しばらくして、小さな男の子が帰って来た。制服なのかな、水色のチェックの上着を着た男の子。わぁ!かーわいい!!。お母さんが、ご挨拶は?って言うと、ちょっと照れた感じで「チャーオ」。そして、再びお母さんが、キッスは?と言うと、近づいてきて抱き付いてほっぺにキスしてくれた。わぁ!ますます、かーわいい!。お兄ちゃんは、学校で食べてくるということで、ファブリッツィオとフランチェスカ、そして弟のフェデリーコと4人で昼食を食べる。

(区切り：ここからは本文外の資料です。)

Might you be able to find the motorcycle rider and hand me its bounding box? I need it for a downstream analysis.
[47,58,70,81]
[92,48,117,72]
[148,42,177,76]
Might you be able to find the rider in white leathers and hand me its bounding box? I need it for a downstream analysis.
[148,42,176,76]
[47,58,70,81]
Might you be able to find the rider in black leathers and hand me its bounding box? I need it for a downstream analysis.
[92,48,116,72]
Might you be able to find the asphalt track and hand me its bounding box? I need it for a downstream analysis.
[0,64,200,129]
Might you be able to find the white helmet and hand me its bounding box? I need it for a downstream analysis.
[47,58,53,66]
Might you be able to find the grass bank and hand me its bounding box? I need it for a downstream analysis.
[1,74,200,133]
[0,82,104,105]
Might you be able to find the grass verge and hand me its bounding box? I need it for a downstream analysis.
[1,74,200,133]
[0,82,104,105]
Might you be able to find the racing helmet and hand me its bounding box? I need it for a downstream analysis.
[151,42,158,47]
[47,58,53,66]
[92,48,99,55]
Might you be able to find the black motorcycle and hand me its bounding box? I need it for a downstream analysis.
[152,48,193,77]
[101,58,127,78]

昼食後、キッチンで私はフランチェスカとおしゃべり。ファブリッツィオとフェデリーコは、居間で何かをしている。ファブリッツィオが大量の風船を膨らませて、床をいっぱいにしちゃった。ん??何が始るの?。フランチェスカもファブリッツィオも、忙しそうにしているし、私は、どうしたものか・・・困ってしまったんだけれど、あぁ、そうだ、いいことを思いついた。ひとりで居間の風船と戯れていたフェデリーコを手招きする。ちょっと警戒(?)しながらも、近づいてきたので、彼へのお土産にと持って来た浴衣を着させてあげる。どうして浴衣なのか、っていうと、「プレゼントを持っていきたいけど、日本のもので何か興味のあるものはありますか?」という手紙を書いたら、7歳の弟のリクエストとして『キモノ』という返事が帰って来たの。小さな男の子の着物を手に入れることが出来なくて、かなり大きなサイズの浴衣になってしまったんだけれど、彼は気に入ってくれたみたい。着せ終わると、「マンマァ!見てぇ!」と、おおはしゃぎ。

お客さんがやって来た。近くに住んでいるフランチェスカの弟だということ。手に何か持っていて、私に、「日本のものだよ」って。フェデリーコが急いで包みを開ける。中から出てきたのは、黄色いオートバイのおもちゃ。ふむふむ、確かに日本のものだ。だって、『HONDA』と書いてあるもの。あぁ、分かった。あの風船といい、このおもちゃといい、もしかして・・・。弟がフェデリーコに、「ハナコには、何をもらったの?」と尋ねる。するとフェデリーコ、大きな声で、「キモノー!」って叫んでた。今日は、フェデリーコのお誕生日なんだね。そんなつもりは全くなかったんだけれど、お土産を用意してきていて良かった。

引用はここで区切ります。